How Ceph Detects Node Failures: Heartbeat, Reporting, and Monitor Strategies

Background Introduction

Node failure detection is an unavoidable issue in distributed systems; clusters must sense node liveness and adjust accordingly. Heartbeat mechanisms are commonly used, assuming a node that maintains regular heartbeats can provide services. An effective fault‑detection strategy should be timely, apply appropriate pressure, tolerate network jitter, and propagate state changes throughout the cluster.

Ceph Fault Detection Mechanism

Ceph uses a centralized architecture where the Ceph Monitor maintains metadata. When a node's status changes, the Monitor must discover and update this information, notifying all OSDs. Directly having the Monitor heartbeat every OSD would overload it at large scale, so Ceph distributes the workload to smarter OSDs and clients.

1. OSD‑to‑OSD Heartbeat

OSDs belonging to the same placement group (PG) act as peer OSDs, exchanging PING/PONG messages and recording timestamps. If a peer OSD times out, the OSD adds it to a failure_queue for later reporting.

Parameters :

osd_heartbeat_interval (default 6 s): interval for sending ping messages, with a random jitter to avoid spikes.

osd_heartbeat_grace (default 20 s): time without a reply after which the peer is considered down.

2. OSD Reports Peer Failures to Monitor

The OSD periodically checks failure_queue , sends failure reports to the Monitor, moves entries to failure_pending , and removes them from the queue. If the Monitor later receives a heartbeat from the reported OSD, it cancels the failure report.

If the connection to the Monitor is lost and later restored, pending reports are re‑queued for retransmission.

Monitor’s handling of reports :

Collects failure reports from OSDs.

When an OSD exceeds a configurable failure threshold and enough distinct OSDs report the same failure, the Monitor marks the OSD down.

Parameters :

osd_heartbeat_grace (20 s): threshold to confirm OSD failure.

mon_osd_reporter_subtree_level ("host"): level at which reports are aggregated.

mon_osd_min_down_reporters (2): minimum distinct reporters required.

mon_osd_adjust_heartbeat_grace (true): adjusts the grace period based on historical latency.

3. OSD‑to‑Monitor Heartbeat

When an OSD experiences PG state changes or after a set interval, it sends a MSG_PGSTATS message to the Monitor (acting as a heartbeat). The Monitor replies with MSG_PGSTATSACK and records the timestamp as last_osd_report . Periodically, the Monitor scans these timestamps; nodes lacking recent reports are marked Down.

Parameters :

mon_osd_report_timeout (900 s): time without a report before marking Down.
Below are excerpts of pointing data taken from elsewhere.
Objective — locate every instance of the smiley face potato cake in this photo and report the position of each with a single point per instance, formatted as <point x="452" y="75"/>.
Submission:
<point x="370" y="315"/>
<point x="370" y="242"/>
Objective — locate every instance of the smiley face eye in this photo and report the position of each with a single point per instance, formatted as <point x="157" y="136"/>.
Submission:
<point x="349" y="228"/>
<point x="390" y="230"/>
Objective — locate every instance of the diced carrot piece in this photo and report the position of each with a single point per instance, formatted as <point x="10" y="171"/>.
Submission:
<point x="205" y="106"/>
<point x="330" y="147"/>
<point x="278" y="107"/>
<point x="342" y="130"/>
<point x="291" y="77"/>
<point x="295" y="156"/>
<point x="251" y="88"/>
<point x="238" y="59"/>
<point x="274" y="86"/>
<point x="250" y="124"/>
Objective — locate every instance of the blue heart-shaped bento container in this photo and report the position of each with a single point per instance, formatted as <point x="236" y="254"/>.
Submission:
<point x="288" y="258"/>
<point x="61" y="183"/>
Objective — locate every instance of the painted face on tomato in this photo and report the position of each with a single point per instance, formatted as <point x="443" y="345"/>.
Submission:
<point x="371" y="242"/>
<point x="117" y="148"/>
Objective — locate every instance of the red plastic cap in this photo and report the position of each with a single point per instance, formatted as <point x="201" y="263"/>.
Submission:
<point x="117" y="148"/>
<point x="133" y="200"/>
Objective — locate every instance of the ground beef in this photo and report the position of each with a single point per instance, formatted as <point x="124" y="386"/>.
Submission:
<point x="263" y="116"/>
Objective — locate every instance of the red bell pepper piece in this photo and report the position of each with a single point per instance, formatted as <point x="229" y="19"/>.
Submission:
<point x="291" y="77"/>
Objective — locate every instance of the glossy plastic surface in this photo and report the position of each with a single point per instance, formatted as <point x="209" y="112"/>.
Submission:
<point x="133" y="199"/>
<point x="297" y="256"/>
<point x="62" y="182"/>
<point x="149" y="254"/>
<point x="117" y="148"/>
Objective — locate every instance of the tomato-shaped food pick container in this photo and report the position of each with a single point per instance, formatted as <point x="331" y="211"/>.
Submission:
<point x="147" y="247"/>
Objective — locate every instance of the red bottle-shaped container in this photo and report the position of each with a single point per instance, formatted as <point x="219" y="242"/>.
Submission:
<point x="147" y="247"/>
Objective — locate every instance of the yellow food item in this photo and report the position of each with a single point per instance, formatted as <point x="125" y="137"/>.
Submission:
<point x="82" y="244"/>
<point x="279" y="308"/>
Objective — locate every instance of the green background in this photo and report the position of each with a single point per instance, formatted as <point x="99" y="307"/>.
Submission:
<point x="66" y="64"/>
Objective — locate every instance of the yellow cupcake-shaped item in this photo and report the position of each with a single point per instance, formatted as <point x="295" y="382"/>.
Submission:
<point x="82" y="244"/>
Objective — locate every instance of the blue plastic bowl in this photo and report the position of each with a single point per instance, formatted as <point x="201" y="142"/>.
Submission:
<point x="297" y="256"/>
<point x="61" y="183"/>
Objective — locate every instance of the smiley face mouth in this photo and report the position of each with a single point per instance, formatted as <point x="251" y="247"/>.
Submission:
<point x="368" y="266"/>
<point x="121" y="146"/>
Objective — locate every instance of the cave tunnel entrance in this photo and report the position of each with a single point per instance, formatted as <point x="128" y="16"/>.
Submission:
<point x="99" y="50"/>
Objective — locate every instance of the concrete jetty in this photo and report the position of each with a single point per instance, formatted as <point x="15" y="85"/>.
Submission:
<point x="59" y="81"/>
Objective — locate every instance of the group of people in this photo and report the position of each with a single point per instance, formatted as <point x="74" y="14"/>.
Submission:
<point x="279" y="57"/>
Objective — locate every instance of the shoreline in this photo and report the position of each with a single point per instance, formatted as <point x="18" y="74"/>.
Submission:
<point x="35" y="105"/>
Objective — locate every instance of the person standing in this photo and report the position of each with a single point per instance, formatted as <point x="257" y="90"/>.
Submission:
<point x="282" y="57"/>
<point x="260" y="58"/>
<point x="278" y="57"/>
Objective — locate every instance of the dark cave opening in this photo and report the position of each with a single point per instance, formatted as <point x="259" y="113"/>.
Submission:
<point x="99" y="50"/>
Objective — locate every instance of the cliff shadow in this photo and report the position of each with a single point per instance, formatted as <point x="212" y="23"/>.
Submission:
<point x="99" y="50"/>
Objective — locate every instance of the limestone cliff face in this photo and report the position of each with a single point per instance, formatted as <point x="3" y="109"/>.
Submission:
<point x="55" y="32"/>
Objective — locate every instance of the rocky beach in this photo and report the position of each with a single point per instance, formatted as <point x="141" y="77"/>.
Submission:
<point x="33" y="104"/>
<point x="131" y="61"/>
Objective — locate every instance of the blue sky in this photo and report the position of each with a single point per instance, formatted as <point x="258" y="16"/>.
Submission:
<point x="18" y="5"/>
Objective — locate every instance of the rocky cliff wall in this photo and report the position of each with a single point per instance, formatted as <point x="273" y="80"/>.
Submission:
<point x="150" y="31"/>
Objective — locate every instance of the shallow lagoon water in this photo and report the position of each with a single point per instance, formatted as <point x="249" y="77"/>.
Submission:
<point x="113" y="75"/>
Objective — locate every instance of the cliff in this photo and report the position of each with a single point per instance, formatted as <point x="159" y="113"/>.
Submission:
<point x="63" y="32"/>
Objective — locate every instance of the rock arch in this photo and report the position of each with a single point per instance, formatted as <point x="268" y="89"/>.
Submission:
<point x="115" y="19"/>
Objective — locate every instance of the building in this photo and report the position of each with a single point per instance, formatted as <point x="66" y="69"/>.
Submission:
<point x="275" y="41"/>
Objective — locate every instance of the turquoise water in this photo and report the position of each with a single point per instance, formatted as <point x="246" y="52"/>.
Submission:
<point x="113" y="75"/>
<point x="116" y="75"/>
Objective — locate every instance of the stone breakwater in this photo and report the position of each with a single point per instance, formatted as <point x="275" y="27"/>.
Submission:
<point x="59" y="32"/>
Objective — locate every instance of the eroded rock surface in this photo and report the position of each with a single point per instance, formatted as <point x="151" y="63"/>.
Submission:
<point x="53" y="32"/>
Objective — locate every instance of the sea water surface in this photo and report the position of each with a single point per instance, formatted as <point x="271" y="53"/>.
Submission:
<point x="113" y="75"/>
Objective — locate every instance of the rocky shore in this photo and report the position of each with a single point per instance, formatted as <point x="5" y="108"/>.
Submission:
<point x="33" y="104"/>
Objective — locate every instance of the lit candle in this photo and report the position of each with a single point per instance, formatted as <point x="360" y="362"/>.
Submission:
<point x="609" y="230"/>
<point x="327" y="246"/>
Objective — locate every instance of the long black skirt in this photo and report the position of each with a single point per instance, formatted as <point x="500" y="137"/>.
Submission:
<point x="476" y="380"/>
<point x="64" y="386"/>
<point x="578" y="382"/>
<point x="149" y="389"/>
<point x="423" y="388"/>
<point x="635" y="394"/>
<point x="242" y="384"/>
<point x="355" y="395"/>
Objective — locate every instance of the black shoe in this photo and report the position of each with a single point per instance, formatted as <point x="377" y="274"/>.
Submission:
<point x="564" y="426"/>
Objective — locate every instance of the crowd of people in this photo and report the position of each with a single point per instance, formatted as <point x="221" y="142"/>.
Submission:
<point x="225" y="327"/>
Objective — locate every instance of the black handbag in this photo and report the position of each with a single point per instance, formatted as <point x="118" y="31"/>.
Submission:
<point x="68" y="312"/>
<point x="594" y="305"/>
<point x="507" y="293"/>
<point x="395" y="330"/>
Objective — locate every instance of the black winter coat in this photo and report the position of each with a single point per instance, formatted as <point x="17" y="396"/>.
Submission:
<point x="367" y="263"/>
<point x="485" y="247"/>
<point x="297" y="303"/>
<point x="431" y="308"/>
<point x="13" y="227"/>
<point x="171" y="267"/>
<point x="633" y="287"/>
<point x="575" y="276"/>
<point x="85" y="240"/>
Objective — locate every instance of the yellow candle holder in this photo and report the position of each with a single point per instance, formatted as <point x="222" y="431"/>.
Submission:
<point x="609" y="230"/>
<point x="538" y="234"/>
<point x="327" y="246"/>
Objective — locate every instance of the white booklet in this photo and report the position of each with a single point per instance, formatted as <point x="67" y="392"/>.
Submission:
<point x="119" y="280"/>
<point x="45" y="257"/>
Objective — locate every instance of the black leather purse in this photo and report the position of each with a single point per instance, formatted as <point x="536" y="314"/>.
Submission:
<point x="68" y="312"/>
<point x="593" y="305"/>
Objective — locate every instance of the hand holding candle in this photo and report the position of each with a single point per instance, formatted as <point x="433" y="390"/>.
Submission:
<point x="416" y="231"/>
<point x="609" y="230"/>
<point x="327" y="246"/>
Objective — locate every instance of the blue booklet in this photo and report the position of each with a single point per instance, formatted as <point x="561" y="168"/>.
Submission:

osd_mon_report_interval_max (600 s): maximum interval between OSD reports.

osd_mon_report_interval_min (5 s): minimum interval between OSD reports.

Summary

Ceph discovers failed OSDs through peer OSD reports and Monitor‑aggregated heartbeats. It satisfies the key fault‑detection criteria:

Timeliness : Peer OSDs can detect failures within seconds and the Monitor can take OSDs down within minutes, though client writes may block due to consistency requirements.

Appropriate Pressure : By offloading detection to peers, the Monitor’s heartbeat interval can be as long as 600 s, and its detection threshold up to 900 s, reducing central pressure and improving scalability.

Network Jitter Tolerance : The Monitor waits for multiple conditions—exceeding a dynamic grace period, receiving reports from enough distinct hosts, and no cancellation from the source OSD—before declaring an OSD down.

Diffusion : After updating the OSD map, the Monitor lazily waits for OSDs and clients to pull the new state, minimizing broadcast overhead.